The heat guards on the Arrow muffler are so pretty, they’re like highly practical pieces of jewellery.
The little cut-out circles and the mesh detail, combined with the shiny chrome finish make the bike glitter.
They went on without a hitch, and all that was left was the slight extension to the passenger foot peg which came as part of the set.
Should we bother with this part? Pat asked with a twinkle in his eye.
UM…YES! Motorcycle passenger comfort is pretty important around here, honey.
I don’t want to burn my leg on a fiery hot new pipe – even if it IS a beautiful Arrow muffler.
You know you’ll never hear the last of it.
He knows I speak the truth.
So with a little jiggling, and a surprisingly small amount of cursing, the new pillion foot peg was locked into place.
Step 8. Start her up, and listen to the new Arrow muffler!
It was done.
All parts were bolted into place, carefully greased and tightened.

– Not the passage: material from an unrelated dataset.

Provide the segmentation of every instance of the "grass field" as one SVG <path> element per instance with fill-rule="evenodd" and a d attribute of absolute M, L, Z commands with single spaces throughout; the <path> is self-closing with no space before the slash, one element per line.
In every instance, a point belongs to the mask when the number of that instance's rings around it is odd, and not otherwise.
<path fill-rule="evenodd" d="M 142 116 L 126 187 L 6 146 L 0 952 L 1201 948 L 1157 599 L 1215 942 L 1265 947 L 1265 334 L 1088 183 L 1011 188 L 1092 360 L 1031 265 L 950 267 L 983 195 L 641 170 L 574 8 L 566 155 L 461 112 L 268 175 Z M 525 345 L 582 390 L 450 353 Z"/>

We even remembered to rub down the pipes with isopropyl alcohol as a final step, to make sure that no fingerprints were then burned onto them like super ugly tattoos when the pipes got hot for the first time.
Pat turned the key.
The Scrambler hesitated.
You could feel her saying: hmm, hang on, this feels different.
He tried again.
The Scrambler quickly got with the program.
She roared into life, purring like a passing lion had just padded into the garage.
I was ready with the fire extinguisher.
I clearly remembered the last time we changed the pipes on the Triumph Scrambler.
That time, it was a Zard system, and several long, yellow flames erupted out of the pipes, with red sparks flying and a lot of shrieking from me.
But not this time.
Our adored Triumph Scrambler 900 has come out of surgery just fine.
And for once, there’s no recovery time needed at all:
- The motorcycle herself is raring to be ridden with her new muffler.She’s not in pieces and off the road indefinitely as we try to hunt down one missing, impossible-to-find bolt that will take 3 months to be sent all the way to New Zealand.
- There were ZERO injuries sustained.Not one drop of blood was spilled, and no shreds of skin were left on any tools, or on the bike.
I don’t think that’s ever happened before.
- Our marriage is intact.No-one shouted at anyone else about finding the right %^$#& spanner.
No-one stormed off back to the house to sulk.
What a stunning success!
The minute it stops raining, we’ll be roaring off down the road on our Triumph Scrambler, grinning like lunatics, and grooving to the growling music this beautiful Arrow muffler makes.